The main players of the textile industry were together in Porto to discuss the impact of digitalization and sustainability in the business.
How can we assure a true sustainable supply chain for the textile business? From fibers production to retail, the answer is: digitalization. It was one of the main outcomes of the 2019 Annual Conference of Textile Manufacturers Federation (ITMF), hosted by Textile and Clothing Association of Portugal (ATP) in the city of Porto, Portugal.
This year, the topic couldn’t be other than: “Digitalization & Sustainability: their impact on the global textile industry.” For three days, we have been discussing with world leaders in the sector, watching technical and business sessions about the paths through digitalization and ways of having a more sustainable textile industry.
The session called “Shaping the business models of the future” discussed how to implement digitalization in the factories, from small companies to big industrial plants, bringing the fashion industry to the discussion. Joachim Hensch, managing director of Hugo Boss Textile Industries, and Kim Hellstrom, Strategy Lead on Climate and Water for H&M Group, were between the speakers and shared with the audience their companies’ cases.

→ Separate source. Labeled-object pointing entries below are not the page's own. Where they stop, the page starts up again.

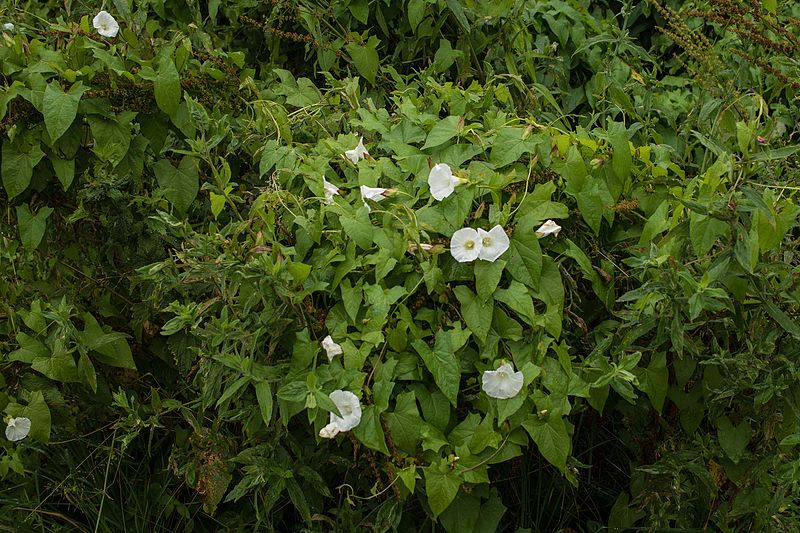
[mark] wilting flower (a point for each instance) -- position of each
(494, 243)
(105, 24)
(549, 227)
(349, 407)
(330, 190)
(465, 245)
(331, 348)
(18, 428)
(442, 182)
(502, 383)
(357, 153)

The human resources behind the digitalization were the central topic of Dr. Stefan Hild’s talk, called “The Future of Artificial Intelligence is Human”. Dr. Hild defends that the generated data from the machines should be used to provide a better experience for the users, in this case, the factory employees. Enhancing human usage of the machines through data, you can also open some space for creative processes, to improve workflow and results. Dr. Hild believes that a creative mindset combined with data information is the perfect match for having employees making better decisions while dealing with the machines. It’s a combination of mathematical precision and human creativity at its best, understanding artificial intelligence as a way of enhancing the work, never replacing it.
From the beginning of the chain, we had some main sessions around cotton production, to guarantee transparency and traceability in the whole process. Recycled fibers were also an important part of the conference, mainly in pointing out the challenge in working with polyester.
The ITMF 2019 also gave space for small and innovative companies. In two sessions led by start-ups, companies like Haelixa, from Switzerland, and Springkode, from Portugal, had the opportunity to unveil their cutting-edge technology projects for the textile industry.
New frameworks and practices were also discussed by the members of IFTM, together with other associations and related entities, like EURATEX. The conference was opened by the president of ITMF, Kayak Sung, and the president of ATP, Mário Jorge Machado.
One of the general sessions discussed the textile industry in Portugal and in Europe, moderated by the vice-president of ATP, Miguel Pedrosa Rodrigues. Among the topics was Portugal as a case study and inspiration in competitiveness in the industry, presented by Isabel Furtado, CEO of TMG Automative and President of COTEC, Portugal.